The penalties for failing to provide information to HMRC were reduced to reflect the amount of tax at stake, and because there was no deliberate concealment by the taxpayer.
The decision highlights that there is a clear distinction to be drawn between the most spectacular levels of neglectful non-compliance and the murky world of deliberate concealment.
FA 2008, schedule 36, gave HMRC the power to issue information notices, and introduced various penalties for failure to comply with those notices.
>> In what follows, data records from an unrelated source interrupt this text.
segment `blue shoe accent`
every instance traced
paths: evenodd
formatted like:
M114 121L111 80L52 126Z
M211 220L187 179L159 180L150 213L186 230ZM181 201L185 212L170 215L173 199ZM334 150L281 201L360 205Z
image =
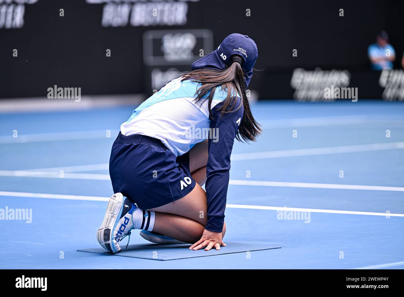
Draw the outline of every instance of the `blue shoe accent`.
M119 242L130 236L133 229L132 215L136 208L136 205L120 193L111 197L104 220L97 232L97 240L101 246L111 253L120 251Z
M147 230L142 230L140 232L140 236L146 240L154 243L165 244L186 243L162 234L152 231L148 231Z

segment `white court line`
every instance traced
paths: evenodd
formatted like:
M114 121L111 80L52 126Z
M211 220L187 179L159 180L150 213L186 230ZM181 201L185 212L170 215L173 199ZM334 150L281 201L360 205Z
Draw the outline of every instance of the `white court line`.
M229 181L229 184L236 185L256 185L264 187L303 187L312 189L337 189L345 190L369 190L371 191L404 192L404 187L387 187L381 185L344 185L338 183L295 183L288 181L248 181L242 179L230 179Z
M377 215L385 217L391 214L386 213L375 213L369 211L339 211L334 209L319 209L301 207L286 207L281 206L265 206L265 205L248 205L241 204L226 204L226 207L244 209L261 209L267 211L304 211L322 213L338 213L343 215ZM395 213L392 217L404 217L404 213Z
M400 262L394 262L391 263L385 263L385 264L379 264L377 265L370 265L370 266L365 266L364 267L359 267L357 268L353 268L353 269L378 269L379 268L384 268L387 267L393 267L395 266L400 266L404 265L404 261Z
M35 134L18 135L17 137L12 135L0 136L0 143L21 143L43 141L59 141L65 140L78 140L98 139L107 139L106 130L74 131L67 132L39 133ZM114 139L119 129L111 130L111 138Z
M25 193L22 192L8 192L0 191L0 196L8 197L21 197L28 198L45 198L46 199L65 199L67 200L84 200L93 201L107 201L107 197L97 196L81 196L74 195L61 195L59 194L44 194L38 193ZM259 209L269 211L305 211L322 213L334 213L343 215L361 215L385 217L404 217L403 213L386 213L368 211L339 211L332 209L317 209L301 208L300 207L285 207L284 206L265 206L264 205L248 205L240 204L226 204L229 208L242 209Z
M368 152L370 151L382 150L404 148L404 142L389 142L385 143L370 143L360 144L343 146L334 146L324 147L301 149L299 150L285 150L279 151L261 152L257 153L246 153L244 154L234 154L231 155L232 161L242 161L243 160L269 159L271 158L284 158L286 157L296 157L303 156L314 156L332 154ZM18 171L0 171L3 172L4 176L8 176L7 172L24 171L59 171L63 170L65 172L79 172L80 171L92 171L95 170L105 170L109 169L107 163L101 164L66 166L65 167L54 167L48 168L41 168L34 169L25 169ZM10 173L10 174L12 173ZM15 173L17 174L17 173ZM29 175L28 172L24 174ZM1 175L0 174L0 175ZM14 176L14 175L11 175Z
M316 127L326 126L343 126L359 124L386 123L404 124L404 120L398 119L374 119L369 116L356 115L302 118L258 121L263 128L271 129L301 127Z
M0 196L22 197L27 198L44 198L50 199L65 199L67 200L84 200L90 201L107 201L109 198L98 196L80 196L76 195L60 194L44 194L39 193L24 192L8 192L0 191Z
M337 126L369 122L385 122L389 124L404 123L404 120L398 119L372 119L377 115L352 115L312 118L302 118L277 120L263 120L259 122L265 128ZM117 134L119 129L109 129L111 136ZM0 143L27 143L45 141L57 141L106 138L106 130L89 130L65 132L40 133L19 135L13 137L12 135L0 136Z
M354 145L343 145L325 147L287 150L280 151L270 151L257 153L234 154L231 155L232 161L252 160L271 158L297 157L302 156L326 155L331 154L353 153L359 152L370 152L384 150L393 150L404 148L404 141L388 142L382 143L359 144Z
M58 172L42 172L28 171L8 171L0 170L0 176L18 177L42 177L46 178L88 179L93 180L110 180L108 174L93 173L65 173L61 177ZM391 191L404 192L404 187L388 187L382 185L345 185L338 183L298 183L288 181L250 181L242 179L230 179L229 185L253 185L282 187L301 187L312 189L335 189L347 190L367 190L370 191Z
M42 171L24 171L22 170L0 170L0 176L14 177L42 177L44 178L68 179L88 179L93 180L110 180L108 174L95 173L66 173L61 177L59 172L44 172Z
M74 166L51 167L48 168L26 169L22 171L48 171L51 172L57 171L59 172L60 171L63 170L65 172L80 172L81 171L91 171L95 170L108 170L109 169L109 164L107 163L103 163L101 164L90 164L89 165L79 165Z

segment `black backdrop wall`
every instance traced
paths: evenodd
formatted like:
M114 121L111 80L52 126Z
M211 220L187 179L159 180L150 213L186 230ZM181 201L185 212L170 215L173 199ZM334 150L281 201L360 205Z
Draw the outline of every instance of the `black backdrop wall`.
M159 79L189 70L200 49L210 52L227 35L238 32L256 41L255 67L264 70L251 88L263 98L290 98L293 90L287 85L297 67L368 72L367 48L381 29L390 36L395 66L400 67L403 12L404 1L385 0L0 0L0 97L46 96L55 85L81 87L82 95L150 94ZM196 29L203 34L166 42L175 48L176 42L182 46L192 40L190 56L145 64L144 54L150 54L144 53L145 32L177 30L172 37ZM158 42L153 46L154 53L164 51ZM297 57L292 56L294 49ZM375 97L380 97L378 76ZM285 92L277 91L282 84Z

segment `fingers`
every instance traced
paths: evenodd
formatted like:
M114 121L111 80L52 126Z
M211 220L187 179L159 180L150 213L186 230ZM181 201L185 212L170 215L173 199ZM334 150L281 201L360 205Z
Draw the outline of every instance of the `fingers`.
M192 244L191 246L189 246L189 249L190 250L192 249L195 246L197 246L199 245L200 244L202 243L202 242L203 242L204 241L205 241L204 239L203 238L201 238L199 240L198 240L196 242L195 242L193 244Z
M201 240L203 240L201 239ZM199 240L199 241L200 241L201 240ZM198 241L198 242L199 242L199 241ZM201 243L199 244L198 244L196 245L196 246L192 248L192 249L194 250L194 251L197 251L198 250L200 250L201 249L203 249L204 247L206 246L207 245L208 245L209 243L209 240L204 240L203 242L202 242L202 243ZM197 243L198 243L198 242L197 242Z
M211 241L208 244L208 246L206 247L206 248L205 249L205 251L209 251L210 249L212 249L212 248L213 248L213 247L214 245L215 245L215 246L216 245L215 244L215 242L213 242ZM216 249L217 250L217 249Z

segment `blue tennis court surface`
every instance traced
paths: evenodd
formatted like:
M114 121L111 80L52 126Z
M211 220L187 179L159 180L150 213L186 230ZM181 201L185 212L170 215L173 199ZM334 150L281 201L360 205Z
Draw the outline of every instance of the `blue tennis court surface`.
M99 247L110 149L134 107L0 116L0 211L32 210L0 220L0 268L404 268L404 105L381 101L254 104L263 132L235 143L224 241L281 249L170 261L76 251ZM130 244L147 243L138 233Z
An information notice requires a person to provide information which is reasonably required for the purpose of checking his tax position.
Where the taxpayer fails to comply, and HMRC has reason to believe that the tax liability is significantly underpaid because of this failure, it can ask the Upper Tribunal (UT) to impose a penalty under FA 2009, Sch 36, para 50. However, the UT may then impose any level of penalty it deems appropriate, having regard to the likely amount of underpaid tax.
Romie Tager QC
Tager is a successful barrister; he appears to be somewhat less successful at self assessment. He was routinely late in filing his tax returns and answering questions from HMRC. It was his habit to make up for this by making substantial tax payments on account, which were normally more than sufficient to cover any final tax liability which became due.
Tager appeared before the tax tribunals in 2008, then again in 2014, and in both instances he gave undertakings that he would provide HMRC with full information by an agreed date; but he failed to deliver. Finally, HMRC applied to the UT for a penalty under FA 2009, Sch 36, para 50 in respect of the following estimated amounts of tax:
Income tax from Tager: £80,549
IHT due from the estate of his late father: £1,171,020.
The judge was rightly appalled by Tager’s lavish non-compliance, and agreed that a penalty was in order. However, since this was, to his knowledge, the first such case to be heard on a paragraph 50 penalty, he was very conscious that he had no precedents with which to work.
HMRC suggested to the UT that “there is a proper comparison to be drawn between paragraph 50 penalties and those imposed for deliberate concealment since the mischief targeted by them is materially the same, that is the intentional or, at least, prolonged withholding from HMRC of the information they need in order to assess the correct amount of tax.”
The judge allowed himself to be persuaded by this approach, and imposed a penalty based upon 100% of HMRC’s current opinion of the outstanding liabilities to income tax and IHT; a total of £1,246,020 which was later reduced to £1,075,210.
This huge penalty finally spurred Tager into action, and he provided sufficient information to enable HMRC to agree that the income tax liability was £1,250 and the IHT due was £195,471.
Court of Appeal
Lord Justice Henderson agreed with the UT that “Parliament has deliberately decided against providing for a fixed or mechanical relationship between the amount of the tax unpaid and the amount of the penalty”.
That being said, from a practical viewpoint it does make sense to start with a figure which represents the best estimate of the tax due and then to apply some percentage to that figure. That approach was not obviously wrong in law, and neither side objected to it.
However, was it the correct starting figure to use? The UT was wrong simply to accept HMRC’s “necessarily speculative” figures without applying some discount to reflect their uncertainty. The statute requires the tribunal to take its own view of the tax at stake, not merely to accept one party’s position.
Moreover, the judge was wrong to equate Tager’s non-compliance with deliberate concealment.
“The concept of deliberate concealment clearly denotes a course of conduct which will usually, if not invariably, be dishonest. The definition of deliberate and concealed… refers to a case where the person in question ‘deliberately withholds the information and makes arrangements to conceal the fact that the information has been withheld’. But it has never been part of HMRC's case that Tager was guilty of conduct of that nature… An allegation of deliberate concealment would have been akin to an allegation of fraud or dishonesty, and as such would have had to be distinctly pleaded, and established by evidence.”
The Court concluded that the correct approach was to avoid drawing comparisons with other penalty regimes and to substitute a figure which “yields a result which is proportionate to the scale and nature of the taxpayer's default”. It thus imposed round sum amounts of £20,000 for failure to comply with the income tax notices, and £200,000 for the failures to comply with the IHT notice.
This has been a long drawn-out episode of compliance failure, rendered all the more serious owing to Tager’s profession as a leading barrister and the sheer epic scale of his neglect of responsibility.
However, no matter how uncooperative he may have been with HMRC, it was wrong to characterise his behaviour as deliberate concealment.
As was made clear by HMRC when the concept of deliberate concealment was being introduced by FA 2009, it relates to behaviour closely akin to fraud. Its use should therefore be limited to situations where HMRC can legitimately adduce evidence of dishonesty.